Öldüren ve öldürmeye devam eden devletsizlik sevgisi

Cumhurbaşkanı Mişel Avn ve hükümeti kurmakla görevli Saad Hariri arasında görevlendirmeden birkaç ay sonra yapılan görüşmenin başarısız olduğu haberi dün Lübnan medyasında ilk sırada yer aldı.
Ne var ki en büyük başarısızlık, açıklanan ve sahada uygulanan pozisyonların gölgesinde bu başarısızlığın aşikar bir mesele olarak ele alınması yerine kendisine bir haber değeri verilmesidir.
Evet, sorun şu ki, birçok kişi yeni hükümetin kurulmasını engelleyen asıl neden hakkında gerçeği söylemeyi hala reddediyor. Amacı bilgilendirmek ya da öyle olduğu varsayılan medya da Lübnan'ın varoluşsal yapısal sorunlarına eğilecek bir hükümetin ortaya çıkışının önüne geçen engellerin arkasındaki sebepleri dillendirmeyi reddediyor. Böyle bir durumda ve kasıtlı dezenformasyon ile bilgisizlik zamanlarında bilmek tehlikeli ve riskli hale gelir. Kesilip tüketilmeden önce ağıllarda şişmanlatılan evcil hayvan sürüleri gibi insanların kaderlerine boyun eğmelerini isteyen ve bunun propagandasını yapanlar için bilenler ve bilgi sahipleri, bir rahatsızlık kaynağına dönüşür.
Nitekim yaklaşık bir hafta önce yalnızca hükümetin kurulmasını değil, Lübnan’da bir devletin var olmasını da engelleyen gerçeği bilen en parlak isimlerinden biri olan Lokman Salim tasfiye edildi.
Tam olarak 16 yıl önce de bir başka isim, Refik Hariri tasfiye edilmişti. Zira bugünkü durumun sağlanması için bu ikisinin tasfiye edilmesi zorunluydu.

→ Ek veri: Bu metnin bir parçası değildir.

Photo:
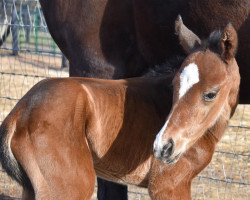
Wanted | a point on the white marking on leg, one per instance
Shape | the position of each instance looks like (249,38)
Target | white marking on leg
(158,139)
(188,77)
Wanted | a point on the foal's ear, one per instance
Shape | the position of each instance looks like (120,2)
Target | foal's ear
(228,43)
(188,40)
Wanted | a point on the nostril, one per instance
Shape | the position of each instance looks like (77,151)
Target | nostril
(167,149)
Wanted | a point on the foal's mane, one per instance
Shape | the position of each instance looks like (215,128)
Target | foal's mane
(169,67)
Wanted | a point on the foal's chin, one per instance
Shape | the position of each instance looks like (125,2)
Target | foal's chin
(171,161)
(168,160)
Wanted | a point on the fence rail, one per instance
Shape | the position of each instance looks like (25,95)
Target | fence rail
(28,55)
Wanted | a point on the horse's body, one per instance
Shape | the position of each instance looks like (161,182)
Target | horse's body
(113,39)
(64,131)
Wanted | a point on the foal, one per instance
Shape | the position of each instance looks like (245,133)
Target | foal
(64,131)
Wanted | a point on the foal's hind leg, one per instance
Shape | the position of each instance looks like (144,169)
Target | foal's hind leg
(58,167)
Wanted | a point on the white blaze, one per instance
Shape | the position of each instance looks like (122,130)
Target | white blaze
(188,77)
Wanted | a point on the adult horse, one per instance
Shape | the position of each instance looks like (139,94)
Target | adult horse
(63,129)
(113,39)
(120,39)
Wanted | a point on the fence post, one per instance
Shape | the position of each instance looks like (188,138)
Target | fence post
(65,62)
(15,32)
(36,28)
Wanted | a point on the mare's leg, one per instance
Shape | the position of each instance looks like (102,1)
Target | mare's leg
(109,191)
(27,194)
(173,182)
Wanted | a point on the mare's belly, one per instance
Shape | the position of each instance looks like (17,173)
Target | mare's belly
(128,172)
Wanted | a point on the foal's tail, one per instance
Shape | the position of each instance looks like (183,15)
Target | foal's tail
(7,159)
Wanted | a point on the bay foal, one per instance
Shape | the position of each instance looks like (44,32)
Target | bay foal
(65,131)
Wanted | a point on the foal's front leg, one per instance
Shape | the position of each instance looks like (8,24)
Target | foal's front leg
(173,182)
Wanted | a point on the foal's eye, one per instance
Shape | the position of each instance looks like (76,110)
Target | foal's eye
(209,96)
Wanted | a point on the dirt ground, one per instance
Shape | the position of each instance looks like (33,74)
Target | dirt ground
(227,176)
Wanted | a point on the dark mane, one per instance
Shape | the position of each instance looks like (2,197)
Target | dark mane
(168,67)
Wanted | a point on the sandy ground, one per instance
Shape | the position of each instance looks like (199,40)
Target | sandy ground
(227,176)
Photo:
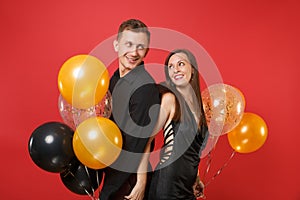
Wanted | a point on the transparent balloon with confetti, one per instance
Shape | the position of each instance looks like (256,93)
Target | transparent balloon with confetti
(74,116)
(223,106)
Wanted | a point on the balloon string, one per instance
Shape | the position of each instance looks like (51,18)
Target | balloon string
(220,170)
(208,163)
(91,196)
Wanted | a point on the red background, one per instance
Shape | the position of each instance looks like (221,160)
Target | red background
(255,45)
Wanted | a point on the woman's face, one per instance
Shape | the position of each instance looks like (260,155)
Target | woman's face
(180,69)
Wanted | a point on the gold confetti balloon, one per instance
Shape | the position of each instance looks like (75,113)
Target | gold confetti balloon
(223,106)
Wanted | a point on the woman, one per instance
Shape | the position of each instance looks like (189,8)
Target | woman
(185,130)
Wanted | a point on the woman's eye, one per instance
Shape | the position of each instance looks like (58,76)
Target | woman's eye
(128,44)
(181,64)
(140,47)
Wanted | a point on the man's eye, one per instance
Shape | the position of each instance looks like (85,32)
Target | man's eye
(181,64)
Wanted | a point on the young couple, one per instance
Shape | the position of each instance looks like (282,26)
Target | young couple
(135,110)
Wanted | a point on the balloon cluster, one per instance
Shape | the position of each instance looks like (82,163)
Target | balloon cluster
(87,141)
(224,107)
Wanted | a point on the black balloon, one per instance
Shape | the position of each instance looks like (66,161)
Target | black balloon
(81,179)
(50,146)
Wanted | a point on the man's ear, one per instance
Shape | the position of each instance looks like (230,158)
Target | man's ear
(116,45)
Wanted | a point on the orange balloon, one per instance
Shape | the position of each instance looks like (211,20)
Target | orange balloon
(223,106)
(249,135)
(97,142)
(83,81)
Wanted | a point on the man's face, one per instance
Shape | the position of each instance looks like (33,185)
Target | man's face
(132,47)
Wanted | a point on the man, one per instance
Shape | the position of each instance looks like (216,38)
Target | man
(134,97)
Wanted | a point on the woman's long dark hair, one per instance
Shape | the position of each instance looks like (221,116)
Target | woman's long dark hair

Bu iki ismin tasfiye edilmeleri ne tesadüftü ne de basit bir görüş ayrılığının sonucuydu. Bilakis nedenleri bundan daha derinlere inerek, üçüncü bir alternatifi olmayan, biri var iken diğerinin olamayacağı iki proje arasında tam ve kesin bir karşıtlığa varıyor.

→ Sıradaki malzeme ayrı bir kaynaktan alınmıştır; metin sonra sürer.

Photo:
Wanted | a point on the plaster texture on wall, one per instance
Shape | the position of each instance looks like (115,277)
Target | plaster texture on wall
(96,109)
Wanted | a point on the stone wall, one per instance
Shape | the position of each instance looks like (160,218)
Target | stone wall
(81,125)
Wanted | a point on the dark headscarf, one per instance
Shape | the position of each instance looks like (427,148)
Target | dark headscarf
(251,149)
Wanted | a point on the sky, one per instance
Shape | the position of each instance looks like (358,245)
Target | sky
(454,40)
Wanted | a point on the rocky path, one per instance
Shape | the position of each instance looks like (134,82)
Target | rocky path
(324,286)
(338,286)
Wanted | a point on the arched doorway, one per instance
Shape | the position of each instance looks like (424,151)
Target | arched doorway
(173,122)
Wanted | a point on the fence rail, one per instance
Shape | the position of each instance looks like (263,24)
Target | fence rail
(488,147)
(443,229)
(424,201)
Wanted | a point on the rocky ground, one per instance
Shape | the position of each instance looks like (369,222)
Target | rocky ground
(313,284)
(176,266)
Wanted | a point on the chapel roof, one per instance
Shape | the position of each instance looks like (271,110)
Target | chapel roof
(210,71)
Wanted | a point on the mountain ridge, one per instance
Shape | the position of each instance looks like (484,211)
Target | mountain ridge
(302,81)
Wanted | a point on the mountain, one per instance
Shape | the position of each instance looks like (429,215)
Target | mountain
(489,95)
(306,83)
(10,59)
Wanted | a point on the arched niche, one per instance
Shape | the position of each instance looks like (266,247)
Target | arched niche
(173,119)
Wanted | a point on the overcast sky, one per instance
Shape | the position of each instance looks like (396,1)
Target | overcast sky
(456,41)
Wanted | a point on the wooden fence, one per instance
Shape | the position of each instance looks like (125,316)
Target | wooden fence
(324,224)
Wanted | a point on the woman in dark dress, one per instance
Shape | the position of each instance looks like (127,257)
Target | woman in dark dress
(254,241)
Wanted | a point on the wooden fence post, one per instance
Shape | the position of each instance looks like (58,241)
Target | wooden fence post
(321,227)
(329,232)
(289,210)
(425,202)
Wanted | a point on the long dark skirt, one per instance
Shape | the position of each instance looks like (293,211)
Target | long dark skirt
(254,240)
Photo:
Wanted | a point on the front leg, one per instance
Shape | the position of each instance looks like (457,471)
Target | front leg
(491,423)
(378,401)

Denklem basit; Lokman Salim, Refik Hariri ve 2005’ten – hatta 1977’ten- beridir suikastlarla tasfiye edilen çok sayıda şehit hayatta olsaydı, ülkeyi güvenli “posta kutusu”, kara paraların aklandığı “offshore”, yabancı istihbaratların “oyun alanı” ve bölgesel “mutfakları” gibi kullanan bir yapı yerine egemen bir devlet olacaktı. Lokman Salim, Muhammed Şath, George Havi, Semir Kassir, Pierre Cemayel, 2005’ten önce ve sonra öldürülen Şeyh Hasan Halid ve Kemal Canbolat ve diğer birçok isim, katillerinin onlardan kurtulmalarını gerektiren bir “suç” işlediler. Suçları, farklı ideolojik inançlarına rağmen, kiralanan, rehin verilen, hatta eğer ücreti kabul edilebilir ise satılan büyük bir cezaevi içinde kirli komisyonculukların, şüpheli bölgesel pazarlıkların dışında bir devletin hayalini kurmaları ve bağımsızlığa inanmaları.

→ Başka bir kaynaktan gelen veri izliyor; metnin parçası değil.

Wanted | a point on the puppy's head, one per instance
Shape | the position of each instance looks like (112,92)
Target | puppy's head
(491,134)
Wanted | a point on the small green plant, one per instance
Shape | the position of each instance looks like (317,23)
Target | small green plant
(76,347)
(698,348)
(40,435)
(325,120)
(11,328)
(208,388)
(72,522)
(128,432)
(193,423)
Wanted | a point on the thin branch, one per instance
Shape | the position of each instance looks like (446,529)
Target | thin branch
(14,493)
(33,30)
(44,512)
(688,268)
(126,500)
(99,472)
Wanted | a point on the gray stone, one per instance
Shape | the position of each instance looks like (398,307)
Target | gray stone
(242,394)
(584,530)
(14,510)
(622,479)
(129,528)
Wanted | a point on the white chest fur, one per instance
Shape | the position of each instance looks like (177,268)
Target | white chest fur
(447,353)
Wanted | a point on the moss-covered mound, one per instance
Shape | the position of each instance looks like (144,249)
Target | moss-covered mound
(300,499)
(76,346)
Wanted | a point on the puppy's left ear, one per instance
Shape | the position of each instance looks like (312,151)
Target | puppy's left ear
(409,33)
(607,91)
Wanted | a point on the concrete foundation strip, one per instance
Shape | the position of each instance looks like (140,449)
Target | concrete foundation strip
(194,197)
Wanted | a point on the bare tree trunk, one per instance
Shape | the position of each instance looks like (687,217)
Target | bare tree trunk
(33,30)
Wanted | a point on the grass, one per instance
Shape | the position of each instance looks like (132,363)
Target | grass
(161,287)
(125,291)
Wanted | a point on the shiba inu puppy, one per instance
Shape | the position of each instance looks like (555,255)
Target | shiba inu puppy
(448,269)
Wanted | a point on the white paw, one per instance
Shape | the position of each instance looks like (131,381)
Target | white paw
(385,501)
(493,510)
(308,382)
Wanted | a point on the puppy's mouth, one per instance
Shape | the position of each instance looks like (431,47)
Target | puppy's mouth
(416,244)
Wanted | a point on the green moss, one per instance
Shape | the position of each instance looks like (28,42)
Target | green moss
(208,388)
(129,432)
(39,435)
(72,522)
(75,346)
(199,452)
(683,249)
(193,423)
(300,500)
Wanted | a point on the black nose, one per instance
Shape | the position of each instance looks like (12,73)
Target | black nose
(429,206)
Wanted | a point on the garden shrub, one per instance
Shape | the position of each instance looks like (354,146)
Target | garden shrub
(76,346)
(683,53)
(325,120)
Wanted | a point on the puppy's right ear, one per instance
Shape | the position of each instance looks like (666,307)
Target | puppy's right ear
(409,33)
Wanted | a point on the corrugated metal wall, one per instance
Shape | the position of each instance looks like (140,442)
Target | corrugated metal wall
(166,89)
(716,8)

Gerçekten de bu isimler ve devlet projesine inanan başkaları tasfiye edilmeselerdi, Lübnan bugün içinde boğulduğu devletsizlik durumuna sürüklenmezdi.
Her şeyiyle sahte ve hileli olan bir "siyasi kültür" tarafından kemirilmezdi. Sahtelikten kastımız; belirli kişilere, torunlara ve damatlara uyacak şekilde küçültülen ve kısaltılan “dini grupların haklarını” koruma yalanıdır. Tek bir büyükelçilik dışında diğer “büyükelçiliklerin Şiilerinin” tasfiye edilmesidir. Füzeler Suriyelileri öldürüp, şehir ve köylerini yerle bir ederken İsrail’e direniş iddiasıdır. Ucuz popülerliklerini din ticareti üzerine inşa edenleri kızdıran ve yeniden fitne mezarlarını kazmaya iten, herkesi bir araya getiren bir törende (Lokman Salim’in cenaze töreni) hem Kuran’dan ayetler hem de Hristiyan dualar okunarak onu koruyamamanın “kefaretini” timsah gözyaşları dökerek ödemektir.
Lübnanlıların bugün başlarına gelenlerin ve ulaştıkları durunun en büyük sorumlusu olduklarına şüphe yok. Çünkü uzun süredir onları sömürenlerin kervanlarına katılıp onlarla yürüdüler, bilinçli ve adil bir arada yaşamı sağlayacak bileşenleri korumakta başarısız oldular. Eğilimleri alıp satanlar, vicdan tüccarları, her konuda dış güçlere güvenenlerle mücadelede dayanakları olacak kapsamlı bir ulusal kimlik için uygulanabilir bir vizyon geliştiremediler.
Bugün, bazıları iyi niyetle – öyle tahmin ediyorum - erken parlamento seçimleri çağrısında bulunurken, Lübnanlıların gereken dersi aldıklarına güveniyorlar. 2018’de düzenlenen son parlamento seçimlerinin onların lehlerine sonuçlandığı liderliklerin ve tepeden bakan uzlaşıların bir daha kolay kolay kurbanı olmayacaklarına inanıyorlar.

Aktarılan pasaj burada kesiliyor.